Eu diria que até há relativamente pouco tempo os responsáveis pela política educativa, fossem de que partido fossem, aceitavam a escola abrangente, que, aliás, está implícita na Constituição e na Lei de Bases do Sistema Educativo. A grande clivagem começou nos tempos do governo de Durão Barroso e acentuou-se com Nuno Crato, que quebrou essa relativa harmonia de princípios. As medidas tomadas, e a questão dos exames do 4º ano até não terá sido a mais gravosa, não podiam ser toleradas não só porque iam contra uma “opinião”, mas porque objectivamente punham em causa valores que um regime democrático não pode alienar.

Por que disse acima que inicialmente fiquei irritado com a frase da Drª Manuela Ferreira Leite? É há que dizer que a educação não pode ser deixada às “opiniões” que se tenham sobre ela. Desde há muito tempo que a educação, nas suas várias dimensões, é objecto de investigação, reclamando-se ser uma ciência – ou um conjunto de ciências.
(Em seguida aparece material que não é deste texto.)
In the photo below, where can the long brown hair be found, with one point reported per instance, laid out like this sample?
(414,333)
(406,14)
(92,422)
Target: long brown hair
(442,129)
São ciências humanas – e como tal, não são ciências exactas, mas podem ser ciências rigorosas. Acredito que os colegas economistas estejam de acordo com este princípio que informa as ciências humanas. É evidente que a investigação em educação tem e terá sempre imensa dificuldade em generalizar, mas o mesmo e passa com a psicologia, com a sociologia, com a história. Por isso, investigações sobre o mesmo tópico podem conduzir a resultados diferentes, dependendo das variáveis que puderam ser ou não controladas (se se tratar de uma investigação experimental, ou quase-experimental) ou dos casos estudados, nos quais o aleatório pode complicar (se se tratar de investigações de índole qualitativa).

Aceitando o que expus, há argumentos sólidos baseados em investigações credíveis que justificam as medidas tomadas agora pelo ministro Tiago Brandão Rodrigues. O facto de outras investigações terem chegado a resultados diferentes não colhe; não se passa o mesmo noutras áreas do saber? Reitero que teria preferido menos pressa na decisão, mas compreendo-a tendo em conta a conjuntura. Por ouro lado, de um modo geral não houve grande contestação às medidas tomadas por parte de professores, escolas, alunos, pais. O facto de os alunos e professores que esperavam exame o verem anulado não constitui, em si, um grande problema. Já o mesmo pode não acontecer se os professores do 2º e 8º anos não quiserem entender o que a prova de aferição é – e continuarem a querer treinar para ela como se de um exame se tratasse. Não sei que tipo de apoio o Ministério vai prestar às escolas, mas ele é vital. Infelizmente no passado esse apoio tem sido escasso e a minha dúvida é se vai ser possível inverter essa tendência.